BJCP Guidelines - pH

Why aren’t target mash and boil pH ranges included for each style in the BJCP guidelines?  (i.e. Too subjective, too much work to include, etc…)

That would be solid, so would not screwing up international styles.

For the same reason that other recipe specifics aren’t stated in the guidelines. For the beer drinker, its all about where the beer ended up, not how it got there.

I suppose one could argue that pH identifies a characteristic of the beer the same as the OG, FG, ABV, IBU, SRM and ingredients list.  Are these characteristics also not used by brewers?

Judges eval your beer, not its stats. I’m not aware of any hard and fast rules on pH for any beer. Some are better than others.

Edit - Other than the obvious 5.2-5.6 range that you’d use for most any beer. Past that, it’s preference.

The BJCP Guidelines are not a recipe guide. They are guidelines for judges at competition.

If someone feels strongly the guidelines should be revised in any way, they should write up those changes/styles in detail and send them to the Style Committee.

To be clear what I mean by that, if you were to send an email to the style committee and say, “please add mash pH to all the styles in the BJCP Guidelines” or “the International styles are wrong”, your email would probably get ignored.

The email should be style by style, here are the changes to that style. There are Word documents on the BJCP website where you could track changes.
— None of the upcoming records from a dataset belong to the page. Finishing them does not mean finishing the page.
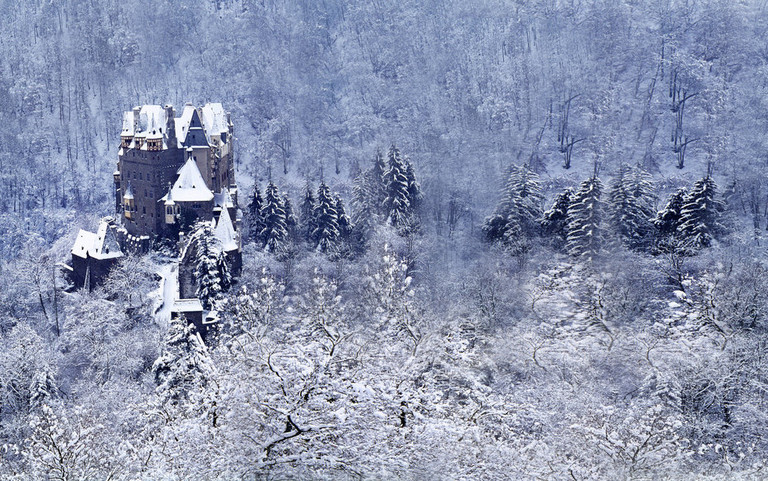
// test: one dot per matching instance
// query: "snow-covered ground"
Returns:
(167, 292)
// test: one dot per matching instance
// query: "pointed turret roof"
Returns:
(128, 194)
(189, 185)
(225, 232)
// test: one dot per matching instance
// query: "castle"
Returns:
(171, 171)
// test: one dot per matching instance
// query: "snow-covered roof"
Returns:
(152, 120)
(225, 232)
(223, 199)
(189, 185)
(214, 119)
(100, 245)
(187, 305)
(127, 124)
(182, 123)
(128, 194)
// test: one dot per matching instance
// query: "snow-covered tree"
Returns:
(184, 364)
(344, 222)
(700, 215)
(291, 221)
(554, 223)
(275, 232)
(326, 220)
(585, 215)
(211, 270)
(518, 214)
(307, 214)
(630, 207)
(397, 203)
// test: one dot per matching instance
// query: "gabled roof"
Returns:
(182, 124)
(196, 136)
(214, 119)
(225, 232)
(128, 194)
(152, 120)
(189, 185)
(100, 245)
(127, 124)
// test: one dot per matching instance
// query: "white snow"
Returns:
(190, 186)
(99, 245)
(225, 232)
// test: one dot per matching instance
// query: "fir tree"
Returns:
(668, 219)
(397, 206)
(630, 210)
(326, 220)
(344, 222)
(554, 223)
(307, 214)
(585, 236)
(275, 232)
(255, 220)
(291, 221)
(211, 270)
(414, 189)
(518, 214)
(184, 364)
(700, 215)
(376, 183)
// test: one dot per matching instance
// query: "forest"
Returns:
(487, 239)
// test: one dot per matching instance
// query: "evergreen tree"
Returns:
(255, 220)
(211, 270)
(376, 183)
(700, 215)
(668, 219)
(414, 189)
(585, 236)
(326, 220)
(307, 214)
(554, 223)
(275, 232)
(291, 221)
(397, 205)
(630, 210)
(517, 216)
(344, 222)
(365, 215)
(184, 364)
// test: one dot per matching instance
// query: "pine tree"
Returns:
(291, 221)
(344, 222)
(668, 219)
(700, 215)
(326, 220)
(585, 236)
(554, 223)
(397, 206)
(414, 189)
(630, 210)
(376, 182)
(307, 214)
(255, 220)
(211, 271)
(518, 214)
(275, 232)
(184, 364)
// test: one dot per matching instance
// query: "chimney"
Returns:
(170, 125)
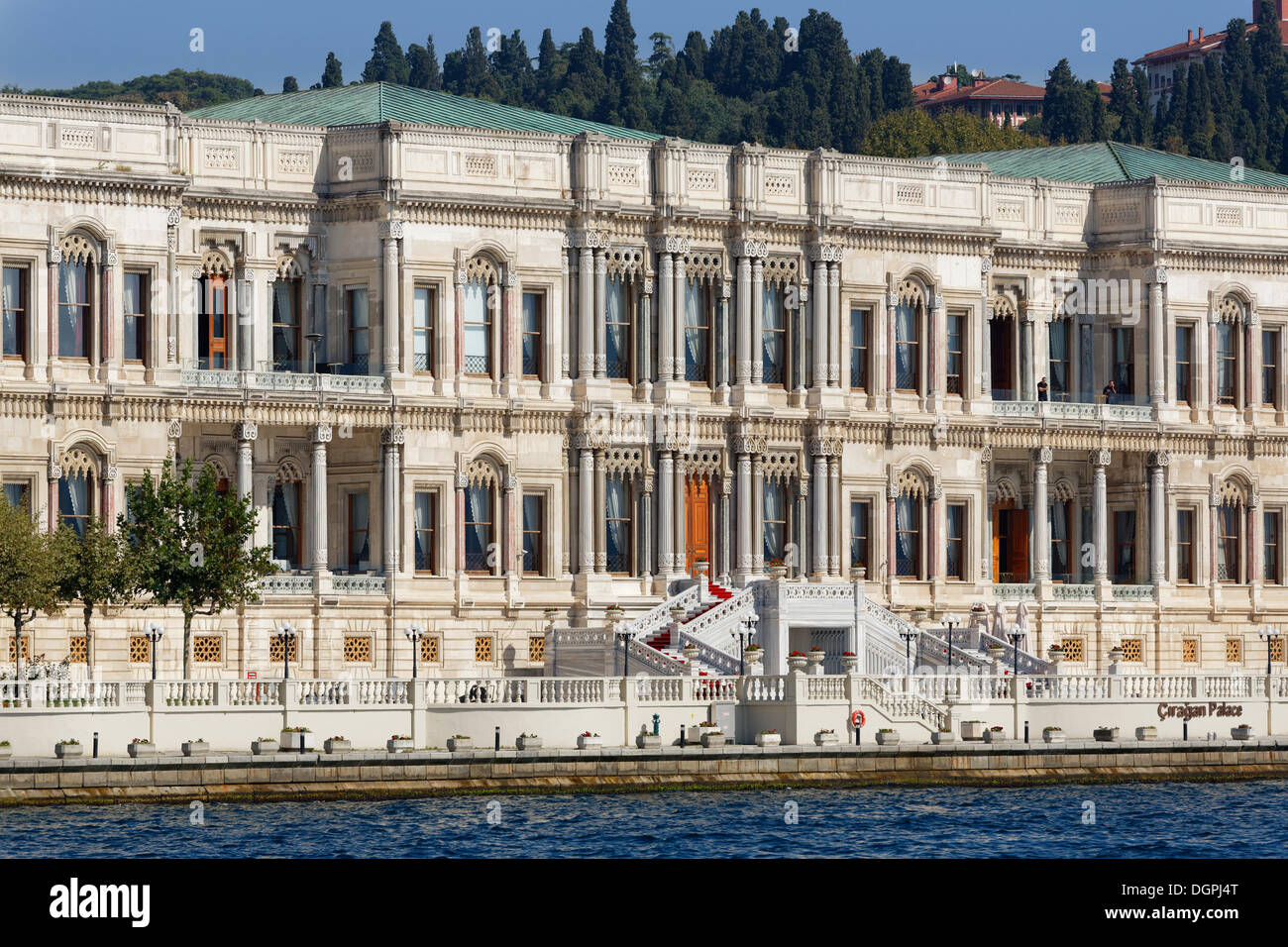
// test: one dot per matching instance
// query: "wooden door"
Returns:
(697, 521)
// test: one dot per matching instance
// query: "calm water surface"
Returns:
(1131, 821)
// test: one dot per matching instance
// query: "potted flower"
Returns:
(141, 748)
(294, 738)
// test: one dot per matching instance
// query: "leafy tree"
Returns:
(194, 545)
(99, 569)
(30, 565)
(386, 62)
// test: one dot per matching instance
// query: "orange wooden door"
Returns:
(697, 521)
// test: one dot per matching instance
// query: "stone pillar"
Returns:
(1100, 514)
(393, 438)
(1041, 551)
(1157, 462)
(321, 437)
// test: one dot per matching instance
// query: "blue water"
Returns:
(1236, 819)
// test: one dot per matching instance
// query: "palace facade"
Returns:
(488, 372)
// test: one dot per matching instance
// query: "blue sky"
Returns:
(60, 46)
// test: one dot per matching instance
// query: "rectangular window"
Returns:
(134, 294)
(13, 311)
(954, 518)
(423, 330)
(360, 330)
(861, 532)
(360, 521)
(1125, 547)
(859, 350)
(533, 322)
(956, 352)
(1185, 547)
(478, 329)
(1184, 364)
(618, 329)
(1269, 367)
(425, 518)
(533, 525)
(1271, 525)
(73, 311)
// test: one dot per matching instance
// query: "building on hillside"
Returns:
(1160, 64)
(490, 371)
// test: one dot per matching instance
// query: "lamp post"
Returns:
(154, 634)
(951, 621)
(1269, 634)
(286, 634)
(413, 634)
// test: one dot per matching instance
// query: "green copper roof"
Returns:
(1108, 161)
(376, 102)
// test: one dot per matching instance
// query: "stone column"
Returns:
(321, 437)
(1100, 514)
(1041, 551)
(393, 438)
(1157, 462)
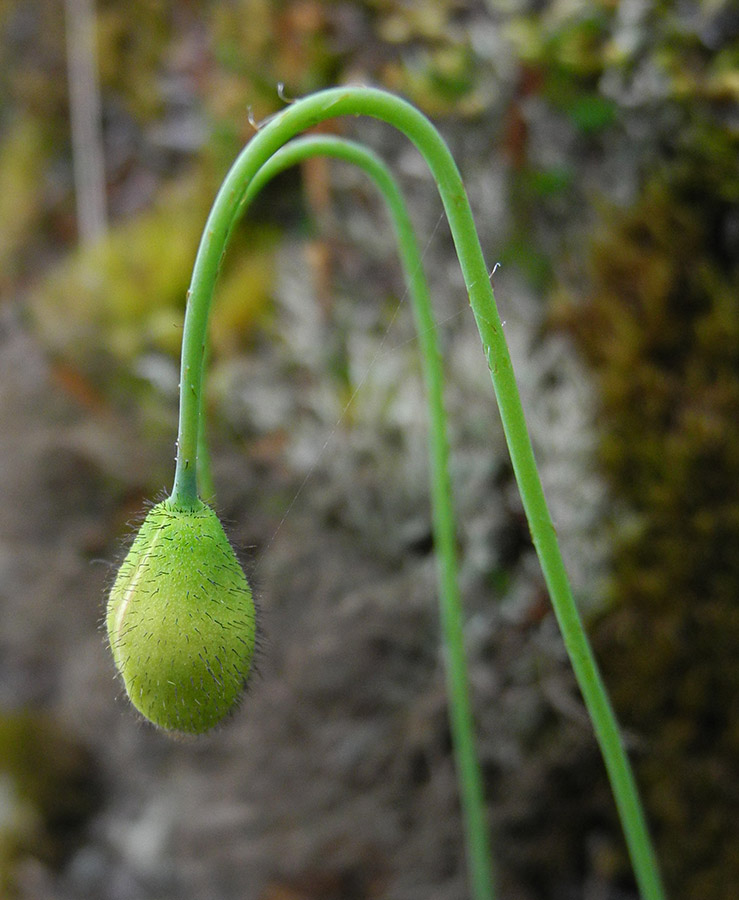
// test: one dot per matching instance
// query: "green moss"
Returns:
(126, 295)
(661, 329)
(48, 791)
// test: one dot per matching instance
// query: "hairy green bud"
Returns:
(181, 620)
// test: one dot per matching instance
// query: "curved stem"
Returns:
(470, 778)
(303, 114)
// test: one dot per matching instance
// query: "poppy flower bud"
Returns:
(181, 620)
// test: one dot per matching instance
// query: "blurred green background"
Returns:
(599, 144)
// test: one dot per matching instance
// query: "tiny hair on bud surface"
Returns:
(181, 620)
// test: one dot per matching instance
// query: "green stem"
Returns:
(303, 114)
(470, 777)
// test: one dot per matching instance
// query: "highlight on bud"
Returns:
(181, 620)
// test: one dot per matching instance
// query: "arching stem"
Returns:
(299, 116)
(477, 833)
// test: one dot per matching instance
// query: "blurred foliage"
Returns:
(660, 326)
(49, 789)
(614, 127)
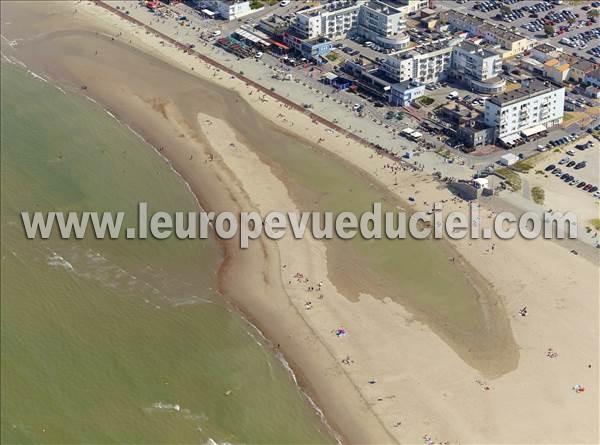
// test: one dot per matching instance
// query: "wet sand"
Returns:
(401, 342)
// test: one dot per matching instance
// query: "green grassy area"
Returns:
(511, 178)
(538, 195)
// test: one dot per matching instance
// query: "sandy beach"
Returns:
(392, 377)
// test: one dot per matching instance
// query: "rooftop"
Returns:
(545, 48)
(528, 89)
(476, 49)
(329, 7)
(382, 8)
(594, 74)
(579, 63)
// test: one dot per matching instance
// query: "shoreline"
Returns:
(463, 426)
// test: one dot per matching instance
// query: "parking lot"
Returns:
(536, 10)
(570, 195)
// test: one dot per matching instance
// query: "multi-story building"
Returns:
(544, 52)
(426, 64)
(229, 9)
(403, 93)
(592, 78)
(415, 5)
(536, 105)
(510, 42)
(383, 25)
(556, 70)
(374, 20)
(333, 20)
(478, 67)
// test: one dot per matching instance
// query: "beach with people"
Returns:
(429, 344)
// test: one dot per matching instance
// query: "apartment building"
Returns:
(511, 43)
(425, 64)
(556, 70)
(383, 25)
(478, 67)
(544, 52)
(415, 5)
(333, 20)
(534, 107)
(374, 20)
(229, 9)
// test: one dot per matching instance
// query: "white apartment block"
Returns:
(230, 9)
(536, 104)
(374, 20)
(332, 20)
(415, 5)
(383, 25)
(427, 64)
(478, 67)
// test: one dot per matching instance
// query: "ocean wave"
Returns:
(56, 260)
(37, 76)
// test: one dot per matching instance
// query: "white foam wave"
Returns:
(56, 260)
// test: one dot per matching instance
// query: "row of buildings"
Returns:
(379, 22)
(507, 43)
(465, 49)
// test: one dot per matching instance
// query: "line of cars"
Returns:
(595, 51)
(562, 141)
(487, 6)
(569, 162)
(570, 179)
(581, 40)
(512, 16)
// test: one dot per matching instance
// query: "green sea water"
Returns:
(119, 340)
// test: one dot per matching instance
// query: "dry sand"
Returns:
(422, 386)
It would also eliminate extract brewers

Perhaps one could argue that the BJCP guidelines are used by brewers and judges.

So you’re saying the ideal range would be the same for most beers (light, dark and in-between) so why bother including it?

Aren’t these guidelines where most brewers go to get parameters for the beers they brew such that they fit into a specific category?  Or do most brewers just make a beer and then decide which category to place it in?

Extract brewers don’t benefit by checking pH?

They can’t do anything about mash pH.

There are many unspecified parameters. Mash type, mash temperature, mash thickness, fermentation temperature, pitch rate, oxygenation levels, and so on. Those are for the Brewer to figure out for the beer on her/his system with the process used. pH is just another one that the Brewer has to figure out.

The guidelines describe the finished beer, not the process to get there.  The pH, indeed the entire recipe, can be whatever you want as long as the finished beer fits the guideline.

Ok, thanks guys.  I’ve always thought about it backwards where the BJCP guide was a recipe guide and a “beer judging” guide.

Perhaps they could adjust boil pH or does that pretty much fall into a standard range also.

I guess a more advanced extract brewer could, but that takes the simplicity out of extract brewing. IMO simplicity is the main benefit to extract brewing.

Yeah, it kinda happens automatically with extract, especially of you use distilled water.

Because judges don’t have pH meters at the table?  Sometimes I think including IBUs is a bit much since there is no way to measure that either.

Do judges actually use hydrometers or refractometers to check FG/ABV?

I know a lot of software uses BJCP guidelines to guide recipe making.